Lysosomal disorders are a group of genetic disorders due to defects in the function of proteins, mainly enzymes, of lysosomes, characterized by accumulation of undegraded substrates in those organelles. Pathophysiological mechanisms that are fired from the genetic defect causing loss of organ function is not completely understood. Knowledge of these mechanisms at molecular level would lead to propose coadjuvant therapies directed to specific targets. For this reason, it is necessary to have in vitro or in vivo models of disease. We have developed cellular models of Gaucher disease by the use of gene editing technology of CRISPR/Cas9 directed to GBA1 gene. We have transfected two cell lines. One is the human monocytic cells THP-1 that are the precursors of macrophages, the main affected cell in Gaucher disease. The other is the U87 glioblastoma cell line, for the evaluation of neurological aspects associated to development of Parkinson disease in Gacuher patients.

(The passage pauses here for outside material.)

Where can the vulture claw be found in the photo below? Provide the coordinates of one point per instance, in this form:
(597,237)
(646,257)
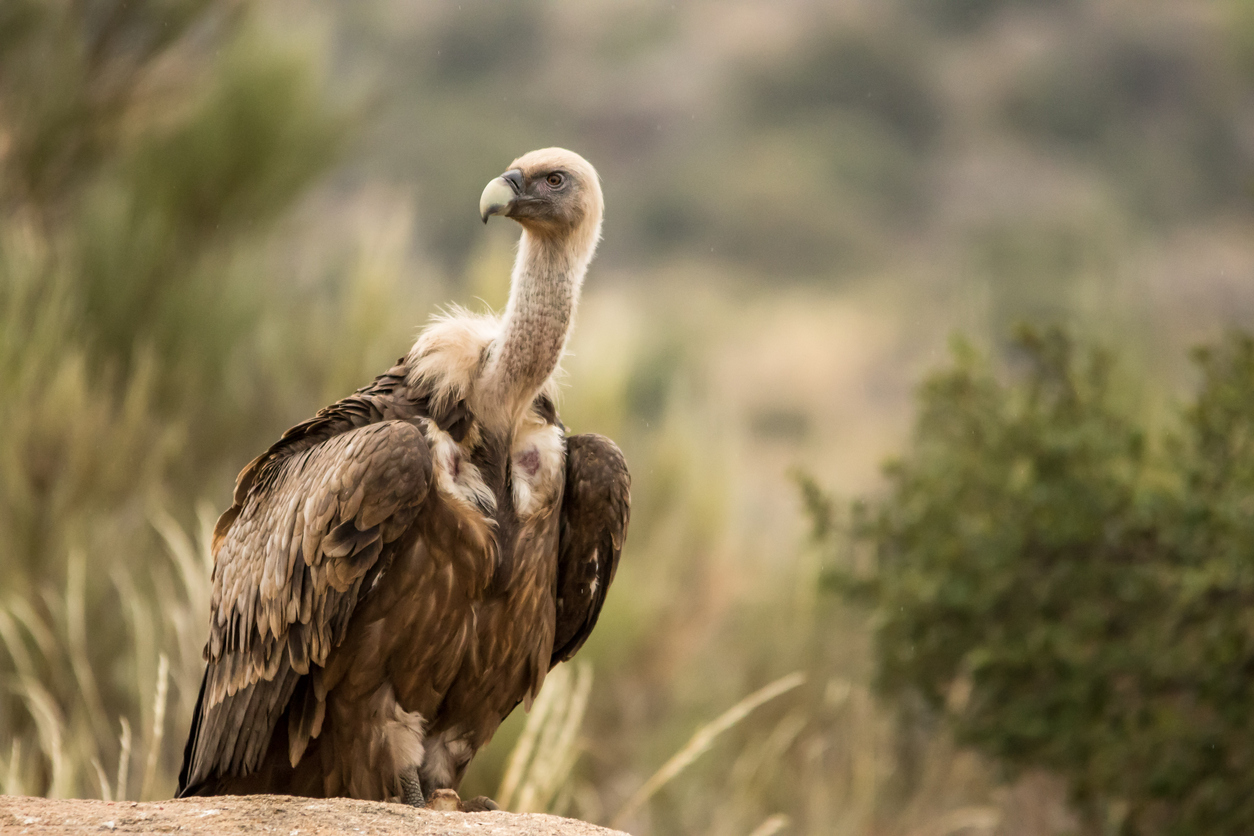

Rare Diseases in Argentina

Romina Armando

Dr. Romina Armando, Geneticist, Rare Diseases Programa, Ministry of Health

Rare Diseases (RD) has become a new concept in public health. They are a heterogeneous group of pathologies with a very low prevalence in the population. Although few people is affected by each disease, all together they affect more than 3 million argentinian people. In Argentina, the National Law 26689 defines them as those entities whose prevalence is less than 1:2000. It is estimated that there are, at present, approximately more than 6000 different RD, most of them chronic, disabling and approximately 80% of genetic etiology. Despite the fact that they are different entities with diverse clinical presentation, the problems they promote both for the health system and for patients and their families are common (diagnostic delay, visit by many specialists, lack of information, etc.). This scenario triggered other countries to seek solutions by implementing a series of public policies with new strategies that allow the creation of processes and structures aimed at improving the life of patients, families and professionals. In Argentina, since 2015 with the creation of a National Program for RD in the Ministry of Health, strategic lines have been developed to simplify access to health care for patients affected with RD.